More examples can be found in agentevolver/module/task_manager/prelude_profiles.

Task Derivation

Task Derivation is the initial stage of synthetic task generation. It transforms the Environment Profile into preliminary task drafts by applying exploration and synthesis strategies.

The primary objectives are:

Exploration – Cover the environment systematically or stochastically.
Summarization – Convert exploration trajectories into concise, structured candidate tasks.

Available strategies:

RandomWalk Strategy – Random exploration producing a diverse task set.
Additional strategies will be introduced in future versions.

RandomWalk Strategy

The RandomWalk Strategy is simple yet effective.

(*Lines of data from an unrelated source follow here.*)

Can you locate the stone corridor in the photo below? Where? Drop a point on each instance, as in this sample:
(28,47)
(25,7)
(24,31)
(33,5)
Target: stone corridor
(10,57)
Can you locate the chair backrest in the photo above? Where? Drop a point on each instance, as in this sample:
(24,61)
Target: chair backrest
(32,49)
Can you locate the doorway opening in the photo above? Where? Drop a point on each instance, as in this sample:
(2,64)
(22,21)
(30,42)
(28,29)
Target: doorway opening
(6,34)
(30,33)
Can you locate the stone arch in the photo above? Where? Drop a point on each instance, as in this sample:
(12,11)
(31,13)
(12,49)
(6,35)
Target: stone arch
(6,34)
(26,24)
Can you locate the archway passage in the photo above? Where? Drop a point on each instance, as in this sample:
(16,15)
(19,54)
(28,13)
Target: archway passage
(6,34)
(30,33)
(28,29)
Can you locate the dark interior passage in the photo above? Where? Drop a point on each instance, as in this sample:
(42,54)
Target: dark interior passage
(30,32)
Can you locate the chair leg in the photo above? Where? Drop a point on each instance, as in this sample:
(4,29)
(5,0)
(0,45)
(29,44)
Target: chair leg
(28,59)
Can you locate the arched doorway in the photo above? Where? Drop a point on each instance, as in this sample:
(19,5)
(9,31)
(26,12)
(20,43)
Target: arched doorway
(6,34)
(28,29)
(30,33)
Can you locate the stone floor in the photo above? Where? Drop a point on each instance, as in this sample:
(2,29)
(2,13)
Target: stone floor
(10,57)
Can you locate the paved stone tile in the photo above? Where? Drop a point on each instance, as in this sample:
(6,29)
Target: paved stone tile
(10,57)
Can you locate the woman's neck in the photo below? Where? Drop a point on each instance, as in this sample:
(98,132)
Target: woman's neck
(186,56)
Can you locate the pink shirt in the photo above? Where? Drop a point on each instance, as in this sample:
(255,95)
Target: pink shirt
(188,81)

It explores the environment by sampling entities and operations at random, generating diverse trajectories that can be summarized into tasks.

Parameters:

task_manager:
  strategy: random
  strategy_args:
    max_explore_step: 30
    max_llm_retries: 6
    env_url: ${env_service.env_url} # refer to env_service.env_url
    exploration_llm_temperature: 1.0
    exploration_llm_top_p: 1.0
    exploration_llm_top_k: 100

Task Curation

Task Curation ensures the quality and diversity of tasks generated during derivation by applying filters and mixture strategies.

Filters
- DeduplicationFilter: Removes redundant or near-duplicate tasks.
- FeasibilityFilter: Removes tasks that cannot be executed in the environment.
Mixture Strategies
- UnifiedMixtureStrategy: Combines tasks from multiple sources to maintain balance.

Goals of curation:

Quality assurance – Ensure valid, feasible, and logically sound tasks.
Diversity preservation – Avoid bias toward a single task type.
Dynamic control – Adjust task selection according to agent progress.

DeduplicationFilter

Removes duplicate or highly similar tasks to improve data diversity. Enabled by default.

FeasibilityFilter

Filters out tasks that cannot be completed given the environment constraints.

Synthetic Reward

Task Manager provides a built-in synthetic reward as a fallback, enabling training without requiring user-defined reward functions.

Key properties:

Generality – Applicable across diverse environments.
Zero-configuration – Works out of the box.
Extensibility – Can be replaced or extended with custom reward functions.

Typical reward components:

Relevance check – Whether the trajectory matches the task.
Success check – Whether the task is successfully completed.
Efficiency check – Whether the task is solved within reasonable steps.

Although the built-in synthetic reward provides a functional fallback, we strongly recommend implementing domain-specific reward functions to achieve optimal agent performance.

Configuration example:

task_manager:
  grader:
    original_grader: env
    synthetic_grader: llm

Extend Task Manager

Task Manager is designed as a modular and extensible framework, adaptable to different training scenarios. To extend Task Manager, users can implement and replace the components used in three stages in the pipeline, including Strategy, Filter, Mixture Strategy, and Judge.